Building roads to anywhere

0

Special technology paves the way for local success story

It’s the story of an American dream turned Canadian reality.

Marc Breault never went to university, he didn’t finish high school and he began his career as a delivery agent for Pepsi.

The bottles on his office cabinet still remind him of those days in the early 1980s.

Except that Breault has long since moved on, first to chief distributor for Pepsi in Northern Alberta and British Columbia, and then to sales manager for EPCOR in Edmonton.

And when that job ended, he started his own company in 2004.

Today, Paradox Access Solutions has grown from a one-man show to a 70-plus employee success story in Campbell Business Park.

“I got laid off and decided that there is no security in having a job because jobs end,” Breault said.

“Now I am selling road products.”

Breault said it was his brother who told him that oil companies didn’t know how to access remote areas.

They either waited until winter, when the land was frozen and vehicles wouldn’t sink into the muddy ground.

Or they paved it with heavy machinery, bulldozing and ripping the land apart.

With changing environmental regulations, a new market opened up for matting that allowed machinery to access isolated sites without harming the land.

Paradox’s first product was rubber mats made from recycled car tires. But the material turned out to be less than satisfactory.

“Flexibility was our enemy. The mat would flex so much it was almost wash-boarding,” he said,

Typical suppliers produce mats from softwood lumber, while Paradox started selling mats made from bamboo, plastic and fibreglass.

It wasn’t an easy market to access, Breault said.

Wood mats retain more water and mud, but are cheaper, and he needed to sell companies on materials that were less familiar and more expensive.

“Matting was there but nobody understood the difference of materials, that no matt will carry it all,” he said.

“We had to know why we are using what mat to resolve issues.”

Despite his first tough sales, his business got him attention and a deal to sell Neoweb.

The honeycomb-shaped material is laid over the ground and filled with gravel, woodchips or dirt, turning the most impassable region into a passable road.

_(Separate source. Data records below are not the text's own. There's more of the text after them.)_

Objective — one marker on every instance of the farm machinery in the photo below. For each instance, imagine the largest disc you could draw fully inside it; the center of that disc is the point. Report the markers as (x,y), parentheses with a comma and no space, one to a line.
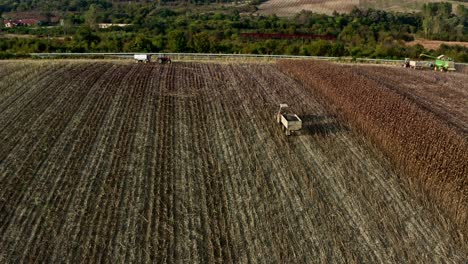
(289,122)
(146,58)
(440,63)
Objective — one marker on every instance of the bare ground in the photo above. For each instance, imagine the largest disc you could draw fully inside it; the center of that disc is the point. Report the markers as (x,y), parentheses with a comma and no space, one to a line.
(185,163)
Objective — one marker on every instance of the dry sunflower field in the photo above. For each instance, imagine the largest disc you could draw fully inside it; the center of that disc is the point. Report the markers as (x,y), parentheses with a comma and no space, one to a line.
(105,161)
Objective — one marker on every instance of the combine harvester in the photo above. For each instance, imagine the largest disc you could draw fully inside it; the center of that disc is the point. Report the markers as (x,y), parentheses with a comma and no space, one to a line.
(441,63)
(289,122)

The combs allow the matting to maintain its form while a steamroller compresses it. The road is then laid on top of it.

Due to its shape, it is capable of supporting heavy machinery by taking the energy that comes from above and redirecting it horizontally.

A cover below the material protects the ground from further damage.

“That’s the uniqueness of Neoweb. We can go into environments that traditionally could not be accessed,” Breault said.

When the road is no longer needed, Paradox can take it down, shake out the web and return the area to its natural look.

The technology was originally used by the United States military and employed in the wars in Iraq and Korea.

But Breault said it needed some fixes to give it durability and make it suitable for civilian construction.

Despite its proven success in regions such as Russia, Africa and South America, he said it took some convincing before he could get it on the market.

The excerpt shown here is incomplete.